Si dovrebbe inoltre dotare ogni Comune, sulla falsariga di quanto esistente ad esempio a Vicenza, di opportuni sistemi di allarme (sirene, speakeraggio, sms, ecc.), gestito dalla task force o dall’Ufficio Geologico Territoriale, in grado di avvertire immediatamente la popolazione dei rischi imminenti, in modo anche da snellire le eventuali procedure di evacuazione. Favorire poi, tramite opportuni incentivi economici, la dismissione e lo smaltimento dell’eternit (in particolare delle coperture di edifici) ancora presente in quantità sui territori di molti Comuni. Programmare, infine, l’abbattimento dei tanti eco-mostri e degli edifici abusivi, soprattutto sulle nostre coste, oltre ad evidenziare le strutture edificate in aree a rischio, ad esempio le zone di pertinenza fluviale in caso di fenomeni eccezionali (vedi Olbia), valutando il loro eventuale spostamento in altra sede più idonea.

Il lavoro, come si può notare, è immane, ma da qualche parte si dovrà pure iniziare e si deve accogliere con grande interesse la proposta dell’on. Moscatt che però non deve rimanere isolata. Giusto procedere per passi, ma altrettanto importante stilare una road-map di eventi su cui basare la tutela del territorio. Appare imprescindibile la sinergia tra i vari Enti, oggi non sempre coordinati tra loro, con attribuzioni ed incarichi spesso sovrapposti e lotte di potere che si riverberano negativamente sull’efficacia delle azioni di prevenzione. Ci vuole coraggio, anche e soprattutto da parte delle istituzioni, e volontà di cambiare strategia e paradigma. La nostra proposta è chiara: adottare opportuni criteri di mitigazione e adattamento ad una situazione già grave, fermare una volta per tutte lo sfrenato consumo del suolo, modernizzare le strutture comunali di controllo territoriale attraverso appositi piani di monitoraggio e sistemi di allarme che consentano evacuazioni in tempi rapidi, gestire la prevenzione tramite personale specializzato e dai compiti ben definiti tra cui il rinnovo totale della mappatura geoambientale, sviluppare in maniera definitiva gli studi geologico-ambientali a supporto della pianificazione urbanistica, dotare di mezzi e fondi le squadre operative sul territorio, ampliare la presenza e l’autorità nelle amministrazioni pubbliche dei geologi cui dovrebbe spettare il compito di identificare e supervisionare le aree a rischio di ogni Comune.

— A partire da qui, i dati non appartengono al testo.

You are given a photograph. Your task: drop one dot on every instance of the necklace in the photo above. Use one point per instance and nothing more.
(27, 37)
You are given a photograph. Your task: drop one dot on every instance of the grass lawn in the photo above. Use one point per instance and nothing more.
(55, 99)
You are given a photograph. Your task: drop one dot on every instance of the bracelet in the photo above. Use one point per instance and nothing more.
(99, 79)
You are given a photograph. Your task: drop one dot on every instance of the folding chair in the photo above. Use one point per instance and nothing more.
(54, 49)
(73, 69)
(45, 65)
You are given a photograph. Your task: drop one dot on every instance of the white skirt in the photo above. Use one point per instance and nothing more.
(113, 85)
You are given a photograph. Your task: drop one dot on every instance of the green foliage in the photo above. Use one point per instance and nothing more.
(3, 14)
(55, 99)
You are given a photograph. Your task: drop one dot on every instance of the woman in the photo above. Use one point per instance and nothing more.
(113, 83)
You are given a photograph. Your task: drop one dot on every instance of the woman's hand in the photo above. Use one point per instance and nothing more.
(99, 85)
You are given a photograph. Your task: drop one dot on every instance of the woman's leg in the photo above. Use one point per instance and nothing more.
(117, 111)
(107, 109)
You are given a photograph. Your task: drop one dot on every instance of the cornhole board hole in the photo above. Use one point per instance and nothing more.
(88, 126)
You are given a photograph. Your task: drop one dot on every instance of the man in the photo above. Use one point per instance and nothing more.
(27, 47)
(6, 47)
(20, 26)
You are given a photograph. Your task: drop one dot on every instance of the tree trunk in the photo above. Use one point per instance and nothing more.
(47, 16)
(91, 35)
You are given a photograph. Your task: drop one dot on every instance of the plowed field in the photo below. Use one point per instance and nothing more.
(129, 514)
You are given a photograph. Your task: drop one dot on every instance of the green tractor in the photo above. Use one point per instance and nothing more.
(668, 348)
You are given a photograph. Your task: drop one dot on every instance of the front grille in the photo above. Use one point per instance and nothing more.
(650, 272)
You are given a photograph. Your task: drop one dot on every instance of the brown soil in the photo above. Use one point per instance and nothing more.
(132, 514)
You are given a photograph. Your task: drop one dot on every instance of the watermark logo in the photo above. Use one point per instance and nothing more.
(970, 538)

Solo in questo modo potrà essere migliorata la salvaguardia di territorio e popolazione. Non è facile, ma dobbiamo provarci, cittadini e politica insieme. Bene l’istituzione dell’Ufficio Geologico Territoriale ma non dobbiamo fermarci qui. Non dobbiamo stancarci di chiedere più sicurezza e rispetto per noi e per l’ambiente in cui viviamo. Se non altro, per la responsabilità morale che abbiamo di fronte alle future generazioni.